Looking at my mouth full of vanilla chip, sugary ice cream, my dad said, “You’re real serious about losing weight aren’t you?” I could have easily taken this comment personally and gone into an even deeper self-destructive mood. I could have defensively shot back, but I knew that what he said had nothing to do with me. I responded, “Forget weight, I am serious about living and enjoying life!”

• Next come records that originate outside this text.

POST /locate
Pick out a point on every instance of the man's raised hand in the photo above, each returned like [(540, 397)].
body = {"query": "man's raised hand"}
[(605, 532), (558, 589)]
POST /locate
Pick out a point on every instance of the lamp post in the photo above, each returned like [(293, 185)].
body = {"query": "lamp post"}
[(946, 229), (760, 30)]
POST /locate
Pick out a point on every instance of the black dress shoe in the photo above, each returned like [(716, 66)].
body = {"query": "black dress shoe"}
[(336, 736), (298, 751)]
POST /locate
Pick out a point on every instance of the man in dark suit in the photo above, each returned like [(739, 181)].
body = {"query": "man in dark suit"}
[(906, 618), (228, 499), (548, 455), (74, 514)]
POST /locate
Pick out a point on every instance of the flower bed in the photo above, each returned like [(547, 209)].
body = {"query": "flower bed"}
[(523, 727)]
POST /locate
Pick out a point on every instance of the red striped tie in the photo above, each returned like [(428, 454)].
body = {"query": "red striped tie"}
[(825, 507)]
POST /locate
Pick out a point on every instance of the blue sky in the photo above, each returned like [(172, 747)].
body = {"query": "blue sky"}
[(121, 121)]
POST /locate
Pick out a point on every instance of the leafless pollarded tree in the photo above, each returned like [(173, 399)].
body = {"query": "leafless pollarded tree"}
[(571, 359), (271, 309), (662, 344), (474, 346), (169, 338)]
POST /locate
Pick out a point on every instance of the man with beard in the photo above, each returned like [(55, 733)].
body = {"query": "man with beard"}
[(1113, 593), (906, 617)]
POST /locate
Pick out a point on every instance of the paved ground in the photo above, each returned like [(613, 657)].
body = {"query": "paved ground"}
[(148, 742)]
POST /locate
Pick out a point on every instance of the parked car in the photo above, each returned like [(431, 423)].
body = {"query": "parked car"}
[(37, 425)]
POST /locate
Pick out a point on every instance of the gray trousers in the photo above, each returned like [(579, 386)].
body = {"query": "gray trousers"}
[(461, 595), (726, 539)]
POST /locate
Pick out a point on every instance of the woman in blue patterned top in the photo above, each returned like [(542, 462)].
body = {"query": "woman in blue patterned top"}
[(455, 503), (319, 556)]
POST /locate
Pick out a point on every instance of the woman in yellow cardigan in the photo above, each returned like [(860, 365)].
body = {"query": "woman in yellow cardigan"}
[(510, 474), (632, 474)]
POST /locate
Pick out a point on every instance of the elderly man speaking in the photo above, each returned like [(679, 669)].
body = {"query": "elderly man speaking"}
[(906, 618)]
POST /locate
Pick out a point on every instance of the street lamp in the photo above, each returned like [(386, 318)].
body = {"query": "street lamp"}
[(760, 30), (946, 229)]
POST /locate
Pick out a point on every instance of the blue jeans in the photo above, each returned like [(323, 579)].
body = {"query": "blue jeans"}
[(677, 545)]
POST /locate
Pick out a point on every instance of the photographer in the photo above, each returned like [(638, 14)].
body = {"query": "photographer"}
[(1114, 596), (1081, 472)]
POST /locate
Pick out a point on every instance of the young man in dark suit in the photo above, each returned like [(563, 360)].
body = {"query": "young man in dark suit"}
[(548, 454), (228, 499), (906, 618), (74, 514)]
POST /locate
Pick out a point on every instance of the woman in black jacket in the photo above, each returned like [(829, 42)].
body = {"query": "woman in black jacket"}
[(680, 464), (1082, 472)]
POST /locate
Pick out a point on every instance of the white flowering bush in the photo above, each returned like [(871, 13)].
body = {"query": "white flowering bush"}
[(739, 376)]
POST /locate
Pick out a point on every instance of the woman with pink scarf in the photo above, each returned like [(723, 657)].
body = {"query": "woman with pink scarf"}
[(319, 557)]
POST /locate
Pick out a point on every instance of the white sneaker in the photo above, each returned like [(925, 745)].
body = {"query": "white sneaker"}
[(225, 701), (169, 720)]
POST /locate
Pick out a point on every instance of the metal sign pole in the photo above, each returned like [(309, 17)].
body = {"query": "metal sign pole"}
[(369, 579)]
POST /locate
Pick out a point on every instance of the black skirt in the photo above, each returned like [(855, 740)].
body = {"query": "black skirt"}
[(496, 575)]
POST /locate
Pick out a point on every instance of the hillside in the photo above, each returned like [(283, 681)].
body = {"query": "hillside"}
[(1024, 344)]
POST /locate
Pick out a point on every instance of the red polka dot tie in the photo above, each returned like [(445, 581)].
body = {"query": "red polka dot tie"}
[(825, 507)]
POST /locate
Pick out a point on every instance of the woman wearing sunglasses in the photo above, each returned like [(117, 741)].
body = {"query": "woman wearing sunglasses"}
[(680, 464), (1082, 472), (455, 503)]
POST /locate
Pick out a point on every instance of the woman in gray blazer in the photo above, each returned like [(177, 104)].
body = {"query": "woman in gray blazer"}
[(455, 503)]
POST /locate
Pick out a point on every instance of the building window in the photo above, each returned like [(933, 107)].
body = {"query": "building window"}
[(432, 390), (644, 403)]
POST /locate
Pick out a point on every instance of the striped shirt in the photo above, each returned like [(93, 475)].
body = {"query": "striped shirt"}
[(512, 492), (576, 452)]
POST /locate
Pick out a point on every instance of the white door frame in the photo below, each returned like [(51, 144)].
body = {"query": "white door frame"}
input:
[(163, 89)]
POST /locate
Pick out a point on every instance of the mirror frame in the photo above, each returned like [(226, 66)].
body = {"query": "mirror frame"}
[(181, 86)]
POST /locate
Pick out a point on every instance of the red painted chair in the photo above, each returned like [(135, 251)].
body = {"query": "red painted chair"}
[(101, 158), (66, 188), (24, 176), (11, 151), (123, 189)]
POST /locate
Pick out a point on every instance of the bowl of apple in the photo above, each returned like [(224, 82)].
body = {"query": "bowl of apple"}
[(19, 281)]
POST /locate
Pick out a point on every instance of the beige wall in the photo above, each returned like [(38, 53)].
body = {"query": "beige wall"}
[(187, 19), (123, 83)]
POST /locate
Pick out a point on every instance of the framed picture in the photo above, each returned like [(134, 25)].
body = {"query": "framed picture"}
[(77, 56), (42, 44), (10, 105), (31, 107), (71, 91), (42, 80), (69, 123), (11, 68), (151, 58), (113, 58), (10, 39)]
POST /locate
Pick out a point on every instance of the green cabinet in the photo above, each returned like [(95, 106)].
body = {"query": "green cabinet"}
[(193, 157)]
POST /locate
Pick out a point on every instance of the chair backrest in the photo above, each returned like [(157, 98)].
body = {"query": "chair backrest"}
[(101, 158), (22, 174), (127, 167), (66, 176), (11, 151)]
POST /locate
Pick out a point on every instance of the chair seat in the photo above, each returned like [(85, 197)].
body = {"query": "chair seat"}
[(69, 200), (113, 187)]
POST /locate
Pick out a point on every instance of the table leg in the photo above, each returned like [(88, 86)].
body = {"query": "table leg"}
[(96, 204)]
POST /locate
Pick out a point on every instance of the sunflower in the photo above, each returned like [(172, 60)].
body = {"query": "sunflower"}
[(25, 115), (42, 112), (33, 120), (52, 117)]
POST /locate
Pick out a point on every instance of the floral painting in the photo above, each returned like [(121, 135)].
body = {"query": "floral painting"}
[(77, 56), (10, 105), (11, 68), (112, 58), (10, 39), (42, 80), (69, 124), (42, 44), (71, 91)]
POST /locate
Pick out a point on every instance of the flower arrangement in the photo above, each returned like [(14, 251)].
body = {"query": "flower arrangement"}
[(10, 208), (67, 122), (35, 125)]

A lot of the time people say and do things that reflect what they fear. He was looking at ice cream as a bad thing and not an appropriate dinner. He was not really concerned about my attempt to lose weight but rather with his insecurity about losing his own excess weight. Life is what we make of it, and when we stay stuck in negative thought patterns because we are busy picking apart looks, comments, and reactions from other people we lessen our own ability to live life to the fullest.

Choose Positive Thoughts

The brain can only hold one thought at a time, so why not choose a positive thought? Living a life of bliss, joy and abundant success means focusing on the good rather than the ugly. Choosing to think positively is a step towards happiness. There are two types of people in the world: those that blame the world for their problems and those that blame themselves. Those that blame themselves are usually a little more positive, but if you blame the world for your problems you can still learn to see the world in a kind, gentle, loving light vs. a harsh, negative fear-based one. When we pick happy things to think about, we shift our outcomes. If you don’t believe me, try it out for a week. Why not think about what you
want
rather than what you
don’t
want?
When we choose to focus on happy and good things, more happy and good things can come to us. When we focus on things that aren’t working or negative things we don’t want in our lives, we tend to get more of what we don’t want.